The black lava hills and mountains were awe-inspiring. The uprooted and overturned trees revealed intricately beautiful root systems that reflect oneness, networks, systems and sustainability. Occasionally there would be a flower or two springing up from the lava floor. Truly, our earth with all of its grand fluidity does not waste anything (and we think we invented recycling). How wonderful Nature/God/Buddha-mind is—the true architect, artist, creator and poet.
Somewhere in the midst of this experience I was reminded of a poem I had written and subsequently forgotten over 25 years ago. It addresses the playful, child-like nature in each of us:

The Tree
If I could be what I wanted to be—
I’d be a tree!
What would you be?
Because to me, a tree is
Magnificent
Omnipotent
Maternal
Even Gay!
Perhaps I was a tree in lives gone by.
Perhaps I’ll be a tree in lives yet to come.
Who knows? I don’t.
But I do know that I want to be a tree.
What Will You Be???
---Eternity---

At other times and in various locations: the Grand Canyon, Zion Canyon, Bryce Canyon and Cedar Breaks, Utah. I remember walking in a consciousness of deep abiding peace and stillness. Although there were people all around me talking, laughing, taking pictures and loving each other, I was very conscious of a peaceful quietness within and without. There is no way to describe this awareness with words. To others, I appeared to be alone, but I was NEVER alone.

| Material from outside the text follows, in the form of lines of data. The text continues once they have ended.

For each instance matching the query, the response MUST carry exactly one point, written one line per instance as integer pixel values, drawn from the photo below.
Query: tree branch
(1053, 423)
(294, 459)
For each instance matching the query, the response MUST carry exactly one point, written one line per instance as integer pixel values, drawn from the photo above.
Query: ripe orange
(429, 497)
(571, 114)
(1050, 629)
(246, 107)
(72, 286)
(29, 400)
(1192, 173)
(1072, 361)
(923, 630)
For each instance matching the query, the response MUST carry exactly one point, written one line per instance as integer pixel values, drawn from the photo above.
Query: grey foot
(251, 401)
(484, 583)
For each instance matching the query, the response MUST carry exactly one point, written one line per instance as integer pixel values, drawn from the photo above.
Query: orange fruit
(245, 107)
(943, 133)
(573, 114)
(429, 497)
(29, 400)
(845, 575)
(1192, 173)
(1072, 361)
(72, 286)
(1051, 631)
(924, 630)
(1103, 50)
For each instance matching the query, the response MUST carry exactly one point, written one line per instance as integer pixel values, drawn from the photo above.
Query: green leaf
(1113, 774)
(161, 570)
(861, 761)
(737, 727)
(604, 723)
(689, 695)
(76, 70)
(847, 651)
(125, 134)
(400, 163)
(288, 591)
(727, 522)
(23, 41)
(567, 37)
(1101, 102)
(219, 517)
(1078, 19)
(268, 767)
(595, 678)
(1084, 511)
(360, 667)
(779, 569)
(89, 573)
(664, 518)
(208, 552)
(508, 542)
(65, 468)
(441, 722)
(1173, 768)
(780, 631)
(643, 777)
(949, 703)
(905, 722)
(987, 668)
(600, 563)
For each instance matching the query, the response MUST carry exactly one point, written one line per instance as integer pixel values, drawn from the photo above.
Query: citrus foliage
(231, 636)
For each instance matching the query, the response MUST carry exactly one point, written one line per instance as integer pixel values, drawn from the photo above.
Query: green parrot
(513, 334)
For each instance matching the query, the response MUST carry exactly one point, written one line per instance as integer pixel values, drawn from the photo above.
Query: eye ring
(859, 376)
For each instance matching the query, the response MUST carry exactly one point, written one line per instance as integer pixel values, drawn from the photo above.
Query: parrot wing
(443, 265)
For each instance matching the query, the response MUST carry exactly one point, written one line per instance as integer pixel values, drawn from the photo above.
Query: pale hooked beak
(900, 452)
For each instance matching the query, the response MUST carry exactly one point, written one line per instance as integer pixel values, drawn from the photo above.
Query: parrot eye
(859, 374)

I met some wonderful and loving people during this camping adventure. At some of the campsites and locations I visited, the people I met seemed surprised and alarmed that I was doing all this “alone and by myself.” I appreciated their concern but found their alarm and fear somewhat surprising. I prayed for an appropriate response to give my neighbors. I found myself repeating many times: “I am not alone, that is only an appearance and, in fact, it is an illusion. The ONE who created all this majestic beauty is always with me.”
I could tell some of the people grasped the depth of what I was conveying, and some did not. Nevertheless, I appreciated the expressions of concern for my safety, the prayers and the blessings for a successful and joyful journey—which I did have! Wherever I am, God is. Wherever I am, Buddha-mind is. There is no such thing as separation.
One unexpected blessing involved the opportunity to be bodhicitta for a person whose heart was heavily burdened with marital problems. Another blessing appeared when a church youth group arrived at a campsite. One young man initiated a conversation with me. He had already decided that his life career would be as a minister. I was able to share some of my life experiences and raise some thought-provoking questions for him to consider. Later that evening, the group invited me to come to their evening prayer session and participate. It was a rich experience.